Question

Show that ${{n}^{2}}-1$ is divisible by 8. If n is an odd positive integer.

Answer 1

Hint:Given it is an odd integer. Find the general form of odd integer. Then find the way to substitute that into a given expression. Then solve the expression to conclude it is divisible by 8. For that you need to prove that the given expression is a multiple of 8. So, we need to convert the given expression into the form of 8k.

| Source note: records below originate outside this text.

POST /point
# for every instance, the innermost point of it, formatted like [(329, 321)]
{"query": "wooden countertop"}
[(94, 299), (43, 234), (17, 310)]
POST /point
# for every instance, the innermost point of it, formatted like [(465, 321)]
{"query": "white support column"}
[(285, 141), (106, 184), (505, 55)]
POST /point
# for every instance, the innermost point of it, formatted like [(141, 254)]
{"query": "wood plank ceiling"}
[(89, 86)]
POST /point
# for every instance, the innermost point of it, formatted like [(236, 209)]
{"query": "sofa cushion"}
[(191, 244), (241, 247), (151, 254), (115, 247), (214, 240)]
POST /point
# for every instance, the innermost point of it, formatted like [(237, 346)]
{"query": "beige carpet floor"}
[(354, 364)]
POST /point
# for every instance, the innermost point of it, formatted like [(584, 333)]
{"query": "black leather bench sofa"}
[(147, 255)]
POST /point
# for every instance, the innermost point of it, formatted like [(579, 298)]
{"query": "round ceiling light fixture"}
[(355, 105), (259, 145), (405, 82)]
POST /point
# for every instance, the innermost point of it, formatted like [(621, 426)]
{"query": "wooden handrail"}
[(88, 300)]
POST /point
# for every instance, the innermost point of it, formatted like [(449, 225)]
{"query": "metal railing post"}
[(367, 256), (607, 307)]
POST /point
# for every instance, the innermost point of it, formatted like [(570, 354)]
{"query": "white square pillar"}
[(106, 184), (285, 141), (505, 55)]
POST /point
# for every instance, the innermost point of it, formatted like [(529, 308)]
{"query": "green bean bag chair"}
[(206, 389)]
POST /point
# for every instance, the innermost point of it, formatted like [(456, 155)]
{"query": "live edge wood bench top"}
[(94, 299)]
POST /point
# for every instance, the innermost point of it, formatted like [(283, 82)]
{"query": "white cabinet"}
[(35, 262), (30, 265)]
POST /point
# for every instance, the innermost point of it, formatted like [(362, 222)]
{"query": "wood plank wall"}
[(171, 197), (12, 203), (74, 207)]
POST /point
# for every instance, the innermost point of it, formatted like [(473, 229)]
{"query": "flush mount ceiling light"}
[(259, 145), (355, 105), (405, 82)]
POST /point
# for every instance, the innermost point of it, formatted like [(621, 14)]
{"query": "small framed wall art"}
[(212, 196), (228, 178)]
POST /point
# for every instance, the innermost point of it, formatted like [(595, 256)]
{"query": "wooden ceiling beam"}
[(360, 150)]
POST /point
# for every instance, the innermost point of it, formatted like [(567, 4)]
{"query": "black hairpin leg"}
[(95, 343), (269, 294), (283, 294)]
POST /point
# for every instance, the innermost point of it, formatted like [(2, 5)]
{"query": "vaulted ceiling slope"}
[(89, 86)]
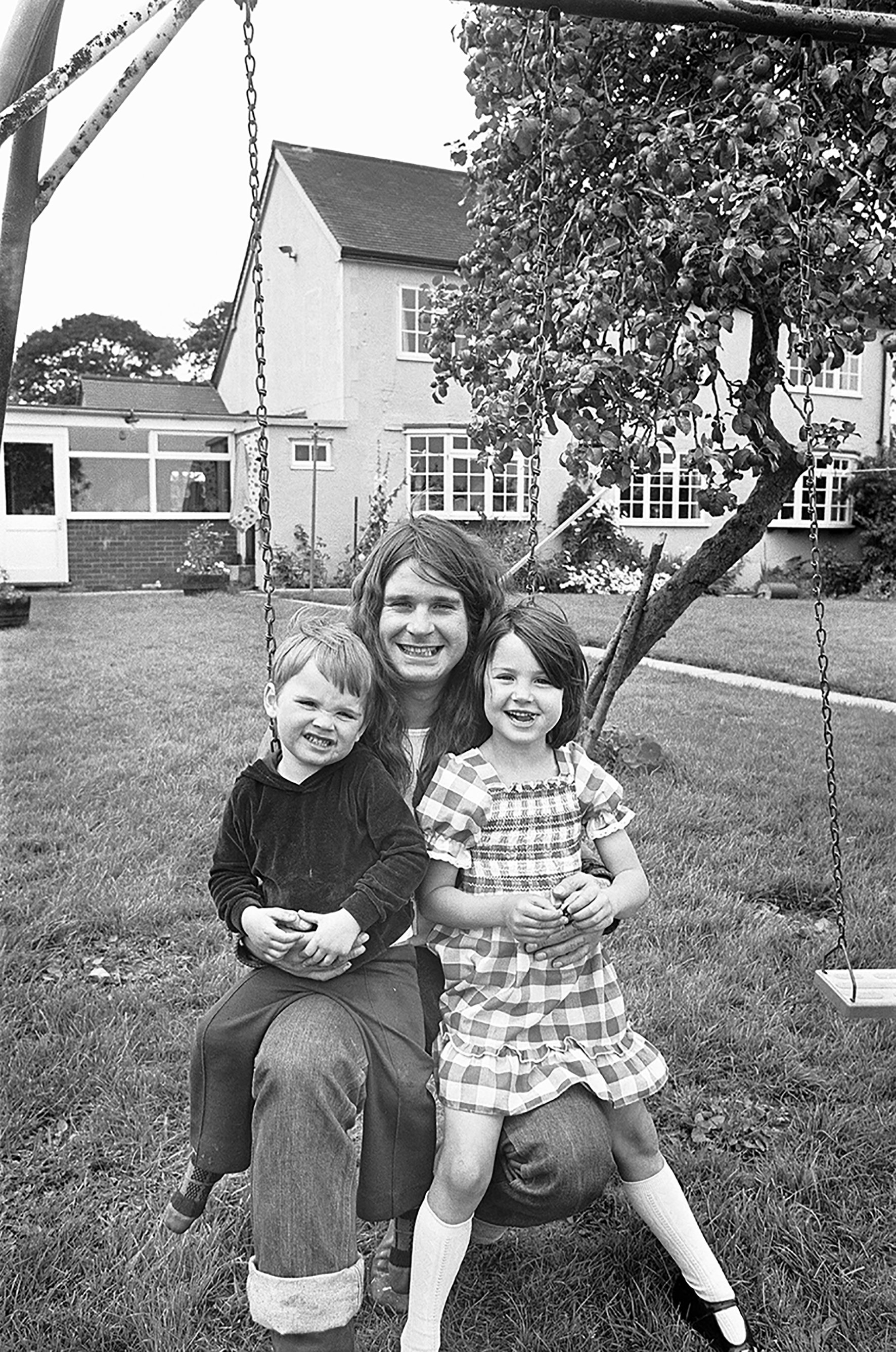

Complete step-by-step answer:
Odd number: A number which is not divisible by 2 is called an odd number.
Even number: A number which is divisible by 2 is called an even number.
When a number is divided by 2 there are 2 possibilities for remainder either 0 or 1. So, we can if the remainder is 0 then it is an even number. Given in the question n is an odd number. So, the remaining possibility is the remainder being 1. So, an odd number can be written as: $\text{n}\ =\ 2\text{Q+}1$.
By above condition we can write our ‘n’ in question as $2\text{Q+}1$.
Given expression is the question for which we need to check divisibility is given by (in terms of n): ${{n}^{2}}-1$
By substituting the value of n into this, we get ${{\left( 2\text{Q+}1 \right)}^{2}}-1$
By using general algebraic identity: ${{\left( a+b \right)}^{2}}\ =\ {{a}^{2}}+2ab+{{b}^{2}}$ we get $\ 4{{\text{Q}}^{2}}+4\text{Q}+1-1$
By simplifying the above expression, we get the $4\text{Q}\left( \text{Q+}1 \right)$.
So, there are 2 consecutive numbers $\text{Q,}\ \text{Q+}1$. So, one of them must be even. So, $\left( \text{Q} \right)\left( \text{Q+}1 \right)$is divisible by 2. So, we can write $\left( \text{Q} \right)\left( \text{Q+}1 \right)\ =\ 2K$.
So, the expressions become: $\ 4\left( 2K \right)\ =\ 8K$
So, it is multiple of 8.
Hence, we proved ${{n}^{2}}-1$ is divisible by 8 if n is odd.

Note: Whenever you have 2 consecutive numbers one of them is divisible by 2. Similarly, if we have 3 consecutive numbers then one of them is divisible by 3.